- Parent company: Edel AG
- Founded: 1968
- Founder: Hans Georg Brunner-Schwer
- Distributors: BASF, Metronome Music
- Genre: Jazz
- Country of origin: Germany
- Location: Villingen-Schwenningen

= MPS Records =

German record label

MPS Records is a German jazz record company and label founded in 1968 by Hans Georg Brunner-Schwer. MPS stands for "Musik Produktion Schwarzwald" (Music Production Black Forest).

==History==
Originally based in Villingen, MPS was founded as the successor to the SABA record label by Hans Georg Brunner-Schwer, Joachim-Ernst Berendt, Willy Fruth, and Achim Hebgen (who also worked as producers). Founded in 1968, MPS was the first German label to exclusively release jazz recordings. MPS produced and released albums by American, Canadian, European and Japanese jazz artists. Recordings of the JazzFest Berlin, the Donaueschingen Festival and the New Jazz Meeting Baden-Baden were also issued. Besides its own productions, MPS also licensed and distributed recordings from other companies.
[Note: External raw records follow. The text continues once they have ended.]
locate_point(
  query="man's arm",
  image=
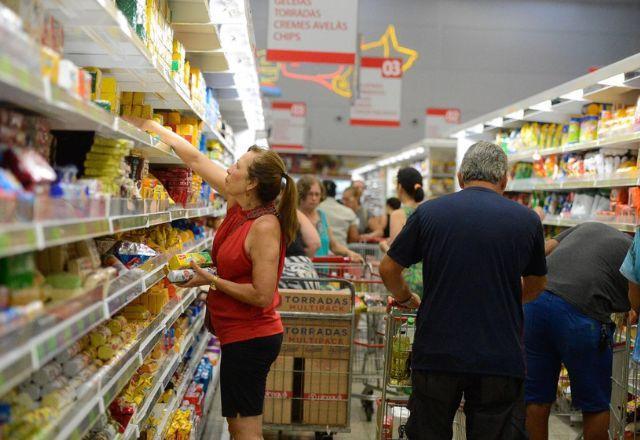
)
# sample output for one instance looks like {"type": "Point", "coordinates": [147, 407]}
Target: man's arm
{"type": "Point", "coordinates": [353, 236]}
{"type": "Point", "coordinates": [532, 286]}
{"type": "Point", "coordinates": [634, 296]}
{"type": "Point", "coordinates": [391, 274]}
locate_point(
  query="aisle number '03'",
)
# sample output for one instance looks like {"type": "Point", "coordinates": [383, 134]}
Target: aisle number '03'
{"type": "Point", "coordinates": [298, 110]}
{"type": "Point", "coordinates": [391, 69]}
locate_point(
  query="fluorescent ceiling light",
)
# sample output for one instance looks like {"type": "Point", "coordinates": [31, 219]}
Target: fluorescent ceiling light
{"type": "Point", "coordinates": [228, 11]}
{"type": "Point", "coordinates": [576, 95]}
{"type": "Point", "coordinates": [235, 38]}
{"type": "Point", "coordinates": [615, 80]}
{"type": "Point", "coordinates": [519, 114]}
{"type": "Point", "coordinates": [544, 106]}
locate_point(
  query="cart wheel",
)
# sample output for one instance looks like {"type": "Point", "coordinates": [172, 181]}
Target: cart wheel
{"type": "Point", "coordinates": [368, 410]}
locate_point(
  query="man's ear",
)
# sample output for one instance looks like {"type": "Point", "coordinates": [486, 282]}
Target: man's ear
{"type": "Point", "coordinates": [503, 182]}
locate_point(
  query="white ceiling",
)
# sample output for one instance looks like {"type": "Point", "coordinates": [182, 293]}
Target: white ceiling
{"type": "Point", "coordinates": [477, 55]}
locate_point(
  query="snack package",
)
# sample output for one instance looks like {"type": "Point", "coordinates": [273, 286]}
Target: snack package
{"type": "Point", "coordinates": [183, 261]}
{"type": "Point", "coordinates": [184, 275]}
{"type": "Point", "coordinates": [133, 254]}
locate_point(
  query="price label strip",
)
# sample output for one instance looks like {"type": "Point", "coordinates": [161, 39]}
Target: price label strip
{"type": "Point", "coordinates": [121, 224]}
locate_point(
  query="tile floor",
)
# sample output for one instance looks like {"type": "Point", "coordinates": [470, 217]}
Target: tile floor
{"type": "Point", "coordinates": [559, 427]}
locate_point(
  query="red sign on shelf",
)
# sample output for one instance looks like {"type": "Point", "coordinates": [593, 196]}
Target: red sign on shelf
{"type": "Point", "coordinates": [380, 93]}
{"type": "Point", "coordinates": [288, 125]}
{"type": "Point", "coordinates": [312, 31]}
{"type": "Point", "coordinates": [440, 122]}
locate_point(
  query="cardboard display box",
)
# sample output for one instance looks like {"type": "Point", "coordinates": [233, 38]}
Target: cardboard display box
{"type": "Point", "coordinates": [279, 392]}
{"type": "Point", "coordinates": [317, 338]}
{"type": "Point", "coordinates": [326, 392]}
{"type": "Point", "coordinates": [315, 301]}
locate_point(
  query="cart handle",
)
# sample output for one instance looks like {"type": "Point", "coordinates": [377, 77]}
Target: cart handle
{"type": "Point", "coordinates": [331, 259]}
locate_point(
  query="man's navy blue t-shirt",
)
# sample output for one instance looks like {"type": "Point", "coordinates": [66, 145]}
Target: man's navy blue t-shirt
{"type": "Point", "coordinates": [475, 245]}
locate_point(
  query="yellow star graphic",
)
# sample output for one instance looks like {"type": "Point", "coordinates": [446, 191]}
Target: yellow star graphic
{"type": "Point", "coordinates": [389, 40]}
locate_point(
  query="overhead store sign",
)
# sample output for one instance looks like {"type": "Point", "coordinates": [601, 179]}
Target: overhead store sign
{"type": "Point", "coordinates": [288, 125]}
{"type": "Point", "coordinates": [312, 31]}
{"type": "Point", "coordinates": [380, 93]}
{"type": "Point", "coordinates": [441, 121]}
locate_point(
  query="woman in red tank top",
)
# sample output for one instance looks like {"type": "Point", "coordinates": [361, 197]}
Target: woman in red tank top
{"type": "Point", "coordinates": [248, 251]}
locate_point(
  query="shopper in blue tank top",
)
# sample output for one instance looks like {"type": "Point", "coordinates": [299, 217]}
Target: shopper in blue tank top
{"type": "Point", "coordinates": [483, 257]}
{"type": "Point", "coordinates": [310, 193]}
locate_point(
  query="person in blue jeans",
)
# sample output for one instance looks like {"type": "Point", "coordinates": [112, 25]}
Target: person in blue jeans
{"type": "Point", "coordinates": [631, 270]}
{"type": "Point", "coordinates": [570, 324]}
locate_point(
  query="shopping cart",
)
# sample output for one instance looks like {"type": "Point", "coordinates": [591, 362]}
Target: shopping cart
{"type": "Point", "coordinates": [625, 383]}
{"type": "Point", "coordinates": [371, 304]}
{"type": "Point", "coordinates": [371, 252]}
{"type": "Point", "coordinates": [394, 413]}
{"type": "Point", "coordinates": [309, 385]}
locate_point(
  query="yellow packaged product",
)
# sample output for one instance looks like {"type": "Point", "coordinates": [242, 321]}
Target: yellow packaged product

Performers under contract to MPS included Oscar Peterson, Hans Koller, Horst Jankowski, George Duke, Erwin Lehn, Volker Kriegel, Albert Mangelsdorff, the Singers Unlimited, Wolfgang Dauner, the Kenny Clarke/Francy Boland Big Band, Jean-Luc Ponty, Lee Konitz, Charlie Mariano, Alphonse Mouzon, Monty Alexander, Dave Pike and Art Van Damme. There is a wide stylistic spectrum, from swing to free jazz, jazz rock and precursors of ethno jazz.

The hallmarks of MPS releases were the high quality of the recordings (some of the production was undertaken in the private atmosphere of label founder Brunner-Schwer's living room), the attractive design of the sleeves, and the detail of information about artists, instruments and performances. Some of these recordings have been re-released on CD.

The label was distributed by BASF from 1971, then by Metronome Music GmbH Hamburg from 1974. In 1983, Brunner-Schwer sold the rights to Philips, which then transferred it to Polydor. In 1993, Polydor subsidiary Motor Music began to release individual recordings on CD. In 1999, Universal Music Group began re-releases. Since 2000, Speakers Corner Records have released vinyl reissues of individual MPS albums with their original artwork.

Universal spun the label off in 2012, with Edel AG acquiring MPS in January 2014.